Jones oozes this kind of night club jazz and 70s singer-songwriter stuff that pre-gravely weirdo Tom Waits got famous for. It is full of smooth keyboards, stand-up bass and drums by a who’s who of jazz players and just oozes a cigarette filled lounge at 2 a.m. Not a bad sound at all, but one that already felt old in 1979, honestly. Even down to the cover which shows Jones wearing a beret, smoking and looking like a regular beatnik. The music is always so close to including scatting also, which boy is a mood for sure. Still, I absolutely adore this record. Jones is a tremendous vocalist whose jazzy, smokey voice fits so well with the piano led jazz backing that goes in and out of cool night club and string sections. Also the backing is insanely good; it is what happens with Dr John, Micheal McDonald, Randy Newman, jazz session greats like Tom Scott and even keyboard pioneer Michael Boddicker. Such an odd gang of people, but it makes this record sound so well done and calculated. There is literally no kind of rough edge on this, like it was recorded in some kind of vacuum.
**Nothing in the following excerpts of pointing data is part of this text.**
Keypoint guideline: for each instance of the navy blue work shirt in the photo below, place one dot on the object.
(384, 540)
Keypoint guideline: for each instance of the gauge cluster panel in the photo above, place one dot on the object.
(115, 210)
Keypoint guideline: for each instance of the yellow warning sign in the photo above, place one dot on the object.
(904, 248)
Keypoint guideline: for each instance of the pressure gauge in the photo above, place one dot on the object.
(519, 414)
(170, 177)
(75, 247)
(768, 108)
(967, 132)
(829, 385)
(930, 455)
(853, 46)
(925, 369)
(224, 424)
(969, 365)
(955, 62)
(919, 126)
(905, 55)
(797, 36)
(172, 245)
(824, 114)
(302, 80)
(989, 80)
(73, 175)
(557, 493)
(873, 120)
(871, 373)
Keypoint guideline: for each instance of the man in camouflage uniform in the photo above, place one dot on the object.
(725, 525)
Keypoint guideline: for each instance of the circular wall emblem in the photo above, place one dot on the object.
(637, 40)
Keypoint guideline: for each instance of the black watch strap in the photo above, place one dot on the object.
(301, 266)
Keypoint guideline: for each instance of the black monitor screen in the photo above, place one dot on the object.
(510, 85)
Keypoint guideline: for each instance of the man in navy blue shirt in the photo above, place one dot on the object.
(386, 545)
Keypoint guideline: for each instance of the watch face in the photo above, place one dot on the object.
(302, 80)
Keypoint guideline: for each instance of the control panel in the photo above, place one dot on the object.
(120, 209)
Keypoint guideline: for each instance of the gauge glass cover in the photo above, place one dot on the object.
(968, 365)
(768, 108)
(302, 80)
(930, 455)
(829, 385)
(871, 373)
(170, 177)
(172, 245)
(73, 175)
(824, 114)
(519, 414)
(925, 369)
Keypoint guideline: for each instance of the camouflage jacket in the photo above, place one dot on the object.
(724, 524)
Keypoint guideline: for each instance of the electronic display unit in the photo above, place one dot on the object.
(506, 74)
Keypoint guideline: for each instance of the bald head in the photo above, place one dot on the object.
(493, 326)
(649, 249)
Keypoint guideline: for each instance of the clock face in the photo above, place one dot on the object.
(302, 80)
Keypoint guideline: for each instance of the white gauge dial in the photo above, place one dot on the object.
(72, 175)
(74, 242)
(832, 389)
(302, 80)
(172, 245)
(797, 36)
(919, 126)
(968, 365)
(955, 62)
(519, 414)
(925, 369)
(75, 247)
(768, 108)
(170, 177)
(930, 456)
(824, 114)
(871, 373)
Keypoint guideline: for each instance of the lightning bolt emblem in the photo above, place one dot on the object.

The Joni Mitchell compression is one made to death with this record, and while it is there Jones’s music has always been a lot more classic jazz fueled then Mitchell’s love for free jazz. Even vocally they are in the same range, but Jones’s (earlier) songs are a lot more poppy then most of Mitchell’s stuff. Something like Young Blood sounds like it wandered straight out of a yuppie movie soundtrack with its saxophone solos and Micheal McDonald backing vocals. It’s absolutely clean in every way and the most 20,000 dollar chairs stuff ever, but man I just love it. So unbelievably uncool these days that it turns out to be cool again.

Not a lot here honestly to say. Got a lot more stuff for the follow up Pirates which I also own and is absolutely the superior record to this. But still, if you like jazzy 70’s pop this is an essential.

Sloothoughts: I feel like I should be taking a bike ride through some bucolic meadow and making daisy chains with my beau. Good stuff.